Currently, screening tests for liver cancer are not widely recommended for individuals with average risk. (Screening is testing for a disease like cancer in individuals who have no symptoms or history of that disease.) However, screening might be recommended for some individuals at higher risk. 



Screening individuals at high risk for liver cancer

Many individuals who are diagnosed with liver cancer have long-standing cirrhosis (scar tissue formation due to liver damage). For individuals, who are at a higher risk of liver cancer due to any cause of cirrhosis, hereditary hemochromatosis, or chronic hepatitis B infection (even in the absence of cirrhosis), some experts recommend screening for liver cancer with alpha-fetoprotein (AFP) blood tests and ultrasound exams periodically every 6 months. 


However, although AFP blood tests can identify liver cancer tumor markers, many individuals with early liver cancer have a normal AFP test. In addition, individuals with chronic liver disease may have high levels of AFP without liver cancer and some other cancer types (as well as some benign conditions) can also have elevated AFP levels.


Liver Cancer Treatment : Liver cancer is often diagnosed in an advanced state often. The treatments we have for advanced liver cancer include chemotherapy, targeted therapy, immunotherapy, radiation therapy, embolization, and ablation. Visit our liver cancer page for more information on available treatments. Targeted therapies are drugs that target the molecules involved in the growth, division, and metastasis of cancer cells. For many years, there was only one targeted therapy for patients with advanced HCC, sorafenib (Nexavar), but studies have now produced additional targeted therapies for HCC, such as lenvatinib (Lenvima). Most patients with advanced HCC will die within 5 years of their diagnosis, which is why research scientists continue to develop and test more targeted therapies that target the signaling pathways involved in the growth of HCC cells.



ICC Targeted Treatment When it comes to ICC patients who have specific genetic mutations, immunotherapy treatments exist as do other pathways for targeted treatments. Numerous clinical trials are currently pursuing novel targeted treatments for ICC patients whose cancer cells have specific gene alterations. Multiple drugs have been approved for immunotherapy (to stimulate an immune response against cancer). 

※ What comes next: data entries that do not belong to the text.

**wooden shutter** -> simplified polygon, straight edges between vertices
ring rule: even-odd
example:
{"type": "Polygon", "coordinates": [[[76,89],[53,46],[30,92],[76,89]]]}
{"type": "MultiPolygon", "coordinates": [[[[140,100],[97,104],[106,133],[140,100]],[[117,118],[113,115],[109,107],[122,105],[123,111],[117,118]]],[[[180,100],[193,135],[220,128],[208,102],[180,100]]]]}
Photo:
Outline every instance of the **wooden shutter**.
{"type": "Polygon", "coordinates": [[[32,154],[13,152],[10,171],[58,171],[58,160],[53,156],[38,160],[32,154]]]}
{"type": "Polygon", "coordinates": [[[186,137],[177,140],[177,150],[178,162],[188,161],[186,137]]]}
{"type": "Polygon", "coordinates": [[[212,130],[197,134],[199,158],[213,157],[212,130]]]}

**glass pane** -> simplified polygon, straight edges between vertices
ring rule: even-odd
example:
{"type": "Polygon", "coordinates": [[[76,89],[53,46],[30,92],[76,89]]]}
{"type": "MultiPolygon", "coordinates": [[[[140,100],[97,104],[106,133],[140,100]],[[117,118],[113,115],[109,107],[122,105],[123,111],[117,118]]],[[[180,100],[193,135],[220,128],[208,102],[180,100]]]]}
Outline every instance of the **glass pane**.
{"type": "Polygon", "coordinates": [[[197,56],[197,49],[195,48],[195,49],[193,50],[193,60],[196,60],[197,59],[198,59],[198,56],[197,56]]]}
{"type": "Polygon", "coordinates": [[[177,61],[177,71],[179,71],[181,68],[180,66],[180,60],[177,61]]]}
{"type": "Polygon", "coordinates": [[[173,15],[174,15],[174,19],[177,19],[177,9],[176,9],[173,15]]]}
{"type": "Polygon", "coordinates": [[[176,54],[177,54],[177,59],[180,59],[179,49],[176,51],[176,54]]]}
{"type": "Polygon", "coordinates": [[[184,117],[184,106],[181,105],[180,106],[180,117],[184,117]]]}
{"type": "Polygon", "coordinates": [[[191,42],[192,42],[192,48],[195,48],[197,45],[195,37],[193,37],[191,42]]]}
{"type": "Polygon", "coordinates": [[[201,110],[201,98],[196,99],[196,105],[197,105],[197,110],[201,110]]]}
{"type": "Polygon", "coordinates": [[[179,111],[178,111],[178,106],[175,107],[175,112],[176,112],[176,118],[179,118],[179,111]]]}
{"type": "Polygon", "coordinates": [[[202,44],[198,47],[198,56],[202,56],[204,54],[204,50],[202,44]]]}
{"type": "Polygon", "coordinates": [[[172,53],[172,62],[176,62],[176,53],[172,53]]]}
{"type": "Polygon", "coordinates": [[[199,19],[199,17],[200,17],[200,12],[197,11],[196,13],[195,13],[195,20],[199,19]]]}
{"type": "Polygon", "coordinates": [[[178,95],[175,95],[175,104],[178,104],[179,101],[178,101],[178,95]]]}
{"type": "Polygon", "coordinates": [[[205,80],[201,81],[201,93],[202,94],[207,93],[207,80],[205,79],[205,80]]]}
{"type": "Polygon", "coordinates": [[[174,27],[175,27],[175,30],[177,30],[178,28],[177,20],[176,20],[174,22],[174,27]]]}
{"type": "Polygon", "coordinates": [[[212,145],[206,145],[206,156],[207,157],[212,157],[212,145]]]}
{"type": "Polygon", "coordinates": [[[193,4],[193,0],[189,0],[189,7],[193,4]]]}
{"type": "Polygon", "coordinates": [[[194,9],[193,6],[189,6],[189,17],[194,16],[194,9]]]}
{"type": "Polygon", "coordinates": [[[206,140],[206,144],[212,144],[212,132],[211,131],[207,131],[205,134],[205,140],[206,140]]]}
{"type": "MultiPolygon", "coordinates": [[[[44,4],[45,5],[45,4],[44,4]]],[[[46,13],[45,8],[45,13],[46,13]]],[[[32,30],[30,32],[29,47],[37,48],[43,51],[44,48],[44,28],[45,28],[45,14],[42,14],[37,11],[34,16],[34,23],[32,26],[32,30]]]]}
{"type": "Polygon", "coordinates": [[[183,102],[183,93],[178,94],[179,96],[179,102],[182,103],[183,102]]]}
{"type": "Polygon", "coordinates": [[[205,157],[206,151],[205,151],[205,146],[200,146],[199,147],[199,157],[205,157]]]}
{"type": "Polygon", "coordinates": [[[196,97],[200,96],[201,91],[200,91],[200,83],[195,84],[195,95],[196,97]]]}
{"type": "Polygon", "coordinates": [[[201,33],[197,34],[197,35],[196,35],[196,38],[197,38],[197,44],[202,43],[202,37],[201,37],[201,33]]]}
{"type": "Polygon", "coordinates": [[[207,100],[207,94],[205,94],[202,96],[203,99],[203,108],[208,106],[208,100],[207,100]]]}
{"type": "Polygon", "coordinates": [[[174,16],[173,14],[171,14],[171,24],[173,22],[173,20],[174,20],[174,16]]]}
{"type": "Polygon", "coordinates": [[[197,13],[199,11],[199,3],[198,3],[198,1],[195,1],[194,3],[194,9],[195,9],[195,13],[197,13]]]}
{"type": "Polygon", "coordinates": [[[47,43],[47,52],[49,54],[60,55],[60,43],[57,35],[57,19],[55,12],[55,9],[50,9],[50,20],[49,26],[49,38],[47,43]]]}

With immunotherapy, the drugs may also be used together with chemotherapy and/or targeted therapy, as they can sometimes be more effective in combination than alone. For HCC, First, regarding immunotherapy, currently, numerous immune checkpoint inhibitors have been approved for the treatment of HCC and are also considered the standard treatment. 

Second, regarding radiation therapy, the NCI's National Clinical Trials Network (NCTN) is sponsoring two clinical trials of radiation therapy in patients with unresectable HCC.


Conclusion :

Even though liver cancer is a serious condition, early detection and treatment can improve results. Even though there are still obstacles to overcome, a multidisciplinary approach and improvements in treatment modalities can enhance patient outcomes and quality of life. Improved prevention, early detection, and more potent treatments for liver cancer depend on increasing awareness, encouraging screening, and funding research.